Educators and Instructors: Academic institutions can embed the questionnaire in AI engineering curricula to teach responsible development practices. The results from the pilot study (Section 4.6) show that students gained awareness of platform-level responsibilities and software-engineering-for-AI challenges, beyond mere model performance optimization.

6.3. Research Implications and Gaps

This work surfaces important research opportunities:

Underexplored categories such as People Debt, Process Debt, and Accessibility Debt merit dedicated empirical investigation, especially in educational and open-source platforms.
Quantitative evaluation of the questionnaire’s validity and sensitivity will be a priority for future work, once the collected responses are analyzed.
Interdependencies between debt types (e.g., between data, infrastructure, and model) should be formally modeled to better understand risk propagation. For example, poor documentation may directly hinder onboarding and inclusivity, thereby amplifying Accessibility Debt. Similarly, weak test practices can increase the likelihood of Defect Debt, while Build and Configuration Debt often co-occur in poorly modularized pipelines. These preliminary observations, drawn from the thematic analysis, support our view that certain debt types may be clustered and co-managed.
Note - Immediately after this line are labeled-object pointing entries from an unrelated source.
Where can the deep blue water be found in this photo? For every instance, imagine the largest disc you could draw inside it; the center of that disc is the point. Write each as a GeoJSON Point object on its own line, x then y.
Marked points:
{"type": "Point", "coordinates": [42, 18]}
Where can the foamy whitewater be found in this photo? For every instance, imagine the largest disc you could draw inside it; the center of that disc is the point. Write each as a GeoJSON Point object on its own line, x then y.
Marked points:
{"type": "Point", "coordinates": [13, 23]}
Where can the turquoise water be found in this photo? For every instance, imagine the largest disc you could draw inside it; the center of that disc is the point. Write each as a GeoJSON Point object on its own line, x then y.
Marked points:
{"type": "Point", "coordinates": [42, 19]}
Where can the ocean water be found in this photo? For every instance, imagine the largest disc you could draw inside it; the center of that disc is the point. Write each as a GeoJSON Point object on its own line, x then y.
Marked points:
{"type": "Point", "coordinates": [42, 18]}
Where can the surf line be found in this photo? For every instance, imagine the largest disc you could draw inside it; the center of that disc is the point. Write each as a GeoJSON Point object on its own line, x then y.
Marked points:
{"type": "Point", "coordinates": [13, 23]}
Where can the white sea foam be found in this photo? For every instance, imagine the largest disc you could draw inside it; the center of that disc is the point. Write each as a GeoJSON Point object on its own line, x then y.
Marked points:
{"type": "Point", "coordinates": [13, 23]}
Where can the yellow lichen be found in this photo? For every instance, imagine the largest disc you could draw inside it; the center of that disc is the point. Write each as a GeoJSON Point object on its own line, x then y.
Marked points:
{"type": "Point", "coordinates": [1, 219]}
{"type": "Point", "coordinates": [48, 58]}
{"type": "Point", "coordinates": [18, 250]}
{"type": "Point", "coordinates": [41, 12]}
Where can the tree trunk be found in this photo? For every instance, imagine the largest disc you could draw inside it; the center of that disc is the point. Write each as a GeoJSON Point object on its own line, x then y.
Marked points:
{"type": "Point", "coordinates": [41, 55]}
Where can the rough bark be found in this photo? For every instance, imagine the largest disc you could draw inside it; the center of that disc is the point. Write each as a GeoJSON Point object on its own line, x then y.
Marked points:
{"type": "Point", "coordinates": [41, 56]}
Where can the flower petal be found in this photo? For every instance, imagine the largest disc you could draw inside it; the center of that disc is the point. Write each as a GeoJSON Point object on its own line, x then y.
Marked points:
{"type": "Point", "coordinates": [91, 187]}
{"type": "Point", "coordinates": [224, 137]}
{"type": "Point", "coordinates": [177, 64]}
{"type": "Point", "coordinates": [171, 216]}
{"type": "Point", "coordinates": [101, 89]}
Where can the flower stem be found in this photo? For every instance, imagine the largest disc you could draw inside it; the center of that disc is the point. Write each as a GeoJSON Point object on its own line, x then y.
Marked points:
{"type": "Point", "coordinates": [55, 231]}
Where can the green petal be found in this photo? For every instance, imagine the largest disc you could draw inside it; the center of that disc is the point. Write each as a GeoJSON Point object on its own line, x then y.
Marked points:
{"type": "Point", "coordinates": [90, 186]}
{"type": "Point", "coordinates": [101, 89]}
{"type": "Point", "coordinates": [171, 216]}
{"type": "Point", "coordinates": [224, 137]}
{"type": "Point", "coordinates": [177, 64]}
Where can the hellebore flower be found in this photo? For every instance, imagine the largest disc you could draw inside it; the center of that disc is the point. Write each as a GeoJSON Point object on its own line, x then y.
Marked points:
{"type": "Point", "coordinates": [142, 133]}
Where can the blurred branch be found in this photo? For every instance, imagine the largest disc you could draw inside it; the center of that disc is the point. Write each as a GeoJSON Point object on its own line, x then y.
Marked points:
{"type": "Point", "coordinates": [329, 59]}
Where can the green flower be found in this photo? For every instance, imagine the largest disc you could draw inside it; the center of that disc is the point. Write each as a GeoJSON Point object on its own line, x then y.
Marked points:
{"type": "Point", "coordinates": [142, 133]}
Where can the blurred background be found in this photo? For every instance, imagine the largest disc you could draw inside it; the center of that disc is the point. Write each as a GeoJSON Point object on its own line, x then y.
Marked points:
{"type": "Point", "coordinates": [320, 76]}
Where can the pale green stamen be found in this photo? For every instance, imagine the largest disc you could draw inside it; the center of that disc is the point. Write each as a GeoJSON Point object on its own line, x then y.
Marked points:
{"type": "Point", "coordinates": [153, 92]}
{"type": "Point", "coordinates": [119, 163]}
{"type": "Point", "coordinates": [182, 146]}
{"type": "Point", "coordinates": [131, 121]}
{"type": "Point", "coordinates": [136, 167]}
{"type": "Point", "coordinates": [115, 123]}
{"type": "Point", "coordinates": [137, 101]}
While a formal dependency model is beyond the scope of this work, illustrative relationships are presented in Appendix B (Table A2) to support future investigations into structured cause-effect mappings among debts.
Expansion of stakeholder roles beyond organizers and participants (e.g., reviewers, maintainers, platform developers) could reveal additional systemic concerns.

The proposed typology and questionnaire offer a starting point for the development of AI-specific technical debt taxonomies and management strategies.

6.4. Threats to Validity

As with all scoping reviews, several limitations apply:

Selection Bias: Although the PRISMA-ScR process was followed (Section 3), some relevant but non-indexed studies may have been missed.
Publication Bias: The review relies on peer-reviewed and indexed literature, which may underrepresent studies with inconclusive, negative, or incomplete results. Additionally, the exclusion of non-English publications may limit insights from other linguistic and regional contexts. While this is common in scoping reviews, it remains a relevant limitation.
Subjectivity in Categorization: The thematic classification of technical debt types was grounded in the literature and expert interpretation, but alternative taxonomies may be proposed in future work.
Limited Evaluation Data: The pilot study in Section 4.6 involved a relatively small number of participants in an educational setting, and the broader deployment (currently at 60+ responses) has not yet been statistically analyzed.
Context-Specific Observations: Some examples and interpretations are tailored to academic or gamified platforms, and may require adaptation for industrial or large-scale AI competitions.
Limited Access to Commercial Platforms: The lack of access to proprietary codebases and internal infrastructures from commercial competition providers (e.g., Kaggle, DrivenData) restricts our ability to assess organizer-side technical debt in those environments. Nonetheless, the questionnaire remains applicable from the participant perspective, paving the way for future investigations into how such competitions influence development workflows and debt accumulation on the submission side.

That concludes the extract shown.